You will participate in pride marches wearing a rainbow-coloured bandana, but won’t fight against your corporate donors for gay workers’ rights. 

You will make sure that your cabinet is half women, but won’t fight with your corporate donors to close the gender pay gap.

You will take a bicycle to office, but won’t do anything to fight the fossil fuel companies that donated millions of dollars to your campaign. Despite being the leader of a Christian majority country, you will wish your Muslim citizens Ramadan kareem, but you won’t do anything about the Israeli oppression of Palestine.

You believe in such centrism that you don’t believe in anything. You will say and do whatever it takes to win votes and, when in power, you will work for your corporate donors.

During elections, you’ll say vague things which sound nice on the surface, but don’t really mean anything. They aren’t substantive at the policy level.

You are more into woke virtue-signalling and identity politics than you are into any real structural or systemic change. Socially and religiously, you are very liberal.

The center right

Although, socially, you are not as liberal as your centrist counterparts, you are still not a conservative. You can be best described as a conservative-leaning moderate.

Whatever socially progressive bills have already been passed, you support. The ones that are in discussion, you oppose. You are usually on the wrong side of history, but once it’s clear, you apologize for your stance.
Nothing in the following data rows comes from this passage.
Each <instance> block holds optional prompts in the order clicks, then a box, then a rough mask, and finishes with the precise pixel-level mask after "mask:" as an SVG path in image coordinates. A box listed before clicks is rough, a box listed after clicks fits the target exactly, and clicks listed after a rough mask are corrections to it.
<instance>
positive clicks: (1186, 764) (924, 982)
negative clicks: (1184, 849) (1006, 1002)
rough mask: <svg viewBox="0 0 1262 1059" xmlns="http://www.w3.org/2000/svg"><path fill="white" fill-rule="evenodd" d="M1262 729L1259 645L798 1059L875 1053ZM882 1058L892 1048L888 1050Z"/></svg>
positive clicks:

Economically, you are pro-small government. You are for low taxes and a very small social safety net. However, you are not as obsessed with a balanced budget as your more right-leaning colleagues.

You are not into woke virtue signalling and identity politics, and you are quite unapologetic about it. The presumptive democratic nominee for the 2020 US Presidential Election, Joe Biden, can be put into this category.

The moderate right

You are basically a hardcore Republican. You are both fiscally and socially conservative. One of your main goals is a balanced budget and you believe everyone should work harder to pay for their own cancer treatment.

Your social decisions are religiously motivated to a great degree and you believe in government intervention when it comes to the individual lives of your citizens, but not when it comes to businesses.

You believe the government shouldn’t have to pay for free healthcare or free education. Former US President George W Bush can be classified as a moderate right-winger.

The secular right

Just like there is a religious left, there is a secular right. These are the Andrew Yangs and the libertarians of the world.

If you are one, you believe in secularism, freedom of religion, and all sorts of social rights. As such, you don’t care about people’s individual business.

However, just like your Republican counterparts, you are concerned about balancing the budget. You think that private enterprise should provide for healthcare and health insurance, and that a small government is the best government. Both economically and socially.

The far right

You are Hitler. Although your party is called The National Socialist Workers’ Party, there is nothing socialist about you. You are driven by nationalism and xenophobia.

Socially, you are extremely conservative and authoritarian. You believe in a police state with little to no civil liberty. You heavily spy on your own citizens using surveillance technology.

You use the media as a propaganda wing of your political party, and you restrict free speech. You allow private enterprise and private trade. However, there is little to no social safety net.

Shams Ishtiaque Rahman is a freelance contributor.